I was searching around for an interview Jack White did with Rolling Stone back in the Elephant days in which he talked about how he wasn't that big of a fan of hip-hop outside of Wu-Tang and Outkast (he also thinks Missy Elliot is completely amazing((Double Parenthesis: the real reason I was looking for this interview was because I wanted to see the sentence again where Jack White said he liked Wu-Tang.)

Anyways, I found the little bit on hiphopmusic.com. After the little paragraph in which Lord Jack discussed his tastebuds inching away from hip-hop, the author of this blog oldie, jsmooth995, discusses just what it is that he loves about hip-hop:

"For 6 years I was a teacher/counselor for "emotionally disturbed" teens at a group home upstate.

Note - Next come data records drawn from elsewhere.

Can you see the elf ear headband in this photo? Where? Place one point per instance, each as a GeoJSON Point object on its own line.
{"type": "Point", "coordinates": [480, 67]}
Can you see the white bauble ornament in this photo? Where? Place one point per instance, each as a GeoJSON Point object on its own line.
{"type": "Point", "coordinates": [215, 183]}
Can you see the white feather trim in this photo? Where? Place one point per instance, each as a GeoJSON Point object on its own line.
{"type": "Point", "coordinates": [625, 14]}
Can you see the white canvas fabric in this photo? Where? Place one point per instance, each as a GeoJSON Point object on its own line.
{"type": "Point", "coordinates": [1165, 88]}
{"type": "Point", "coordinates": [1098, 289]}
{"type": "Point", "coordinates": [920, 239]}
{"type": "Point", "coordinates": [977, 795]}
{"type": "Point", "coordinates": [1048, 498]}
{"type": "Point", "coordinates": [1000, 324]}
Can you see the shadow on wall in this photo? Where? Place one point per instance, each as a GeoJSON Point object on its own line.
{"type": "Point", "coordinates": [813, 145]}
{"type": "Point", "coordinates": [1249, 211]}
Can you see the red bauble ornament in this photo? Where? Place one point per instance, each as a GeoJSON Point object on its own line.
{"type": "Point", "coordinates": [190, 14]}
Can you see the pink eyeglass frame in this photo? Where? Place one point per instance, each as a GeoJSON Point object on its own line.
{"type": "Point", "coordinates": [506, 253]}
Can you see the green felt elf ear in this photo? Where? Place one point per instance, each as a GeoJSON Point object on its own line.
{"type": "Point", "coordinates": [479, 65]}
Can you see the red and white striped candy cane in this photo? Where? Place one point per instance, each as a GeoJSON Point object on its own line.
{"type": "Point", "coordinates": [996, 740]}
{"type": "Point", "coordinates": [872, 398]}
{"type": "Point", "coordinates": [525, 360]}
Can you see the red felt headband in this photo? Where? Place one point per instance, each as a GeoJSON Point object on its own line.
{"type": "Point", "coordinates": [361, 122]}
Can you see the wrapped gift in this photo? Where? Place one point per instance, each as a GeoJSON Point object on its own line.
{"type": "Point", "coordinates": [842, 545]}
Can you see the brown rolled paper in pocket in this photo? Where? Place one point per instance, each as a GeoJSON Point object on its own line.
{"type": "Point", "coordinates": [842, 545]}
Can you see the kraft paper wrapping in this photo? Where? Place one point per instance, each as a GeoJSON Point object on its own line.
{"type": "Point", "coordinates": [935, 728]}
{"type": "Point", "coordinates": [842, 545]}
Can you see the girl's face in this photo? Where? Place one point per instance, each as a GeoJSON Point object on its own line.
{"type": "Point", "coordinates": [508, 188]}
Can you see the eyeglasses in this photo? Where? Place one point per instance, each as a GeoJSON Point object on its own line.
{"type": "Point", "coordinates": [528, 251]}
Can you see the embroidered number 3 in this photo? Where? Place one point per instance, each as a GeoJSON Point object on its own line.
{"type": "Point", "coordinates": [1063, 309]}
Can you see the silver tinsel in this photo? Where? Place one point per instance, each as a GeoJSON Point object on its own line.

One day we went on a field trip and walked by a construction site, and the sound of drilling rattled our bones. As we went by one of my favorite students, Kelly Miles, turned to me and said "That sound is dope! Somebody needs to sample that and make a beat with it." I knew exactly what she meant, and what made that drilling sound so dope had nothing to do with rhythm, melody, or storytelling. It was the noise itself that had an irresistibly visceral quality to it. As Public Enemy so wisely observed, that's one of the most important qualities found in any good hip-hop- you have to bring the noise."

Link To Article

Excellent couple of paragraphs that completely and galactically sums up any hip-hop lover's ear evolution. The last week I've been able to sleep next to an open window at night. The wind breezes it's eerie breathes across the screen, bugs send out rhythmic hellos, goodbyes and everything in between, a train sends out its colossal doomsday screech while chugging across a steel trail. And my brain computes every one of these sounds into a song. I don't mean that in some arrogant Look, I'm Mozart way but rather the effect hip-hop has had on me. With other musical genres, such as rock for example, 95% of people working the gears think only within what the guitar can do. And when I say guitar I mean Keith Richards rhythm guitar strumming-the basic guitar sound. The ones who stick within this temple only stick along with this line; they don't think how they can make that train sound with guitar, how they make their appregoes sound like grasshoppers, how to create the push of wind. They only think within a very tight, restricted box, witch has created some of the most brilliant music on the planet, and will continue do as evident by the ultimateness known as the White Stripes. But the majority of these crowds are not nearly within the inventive range of Just Blaze, Pharrell, Dre, Kanye, RZA, MF Doom, or any of the other scientists sitting in a lab in their basement, trying to emulate the sound of scissors hitting a brick in a thunderstorm, about to blow our minds.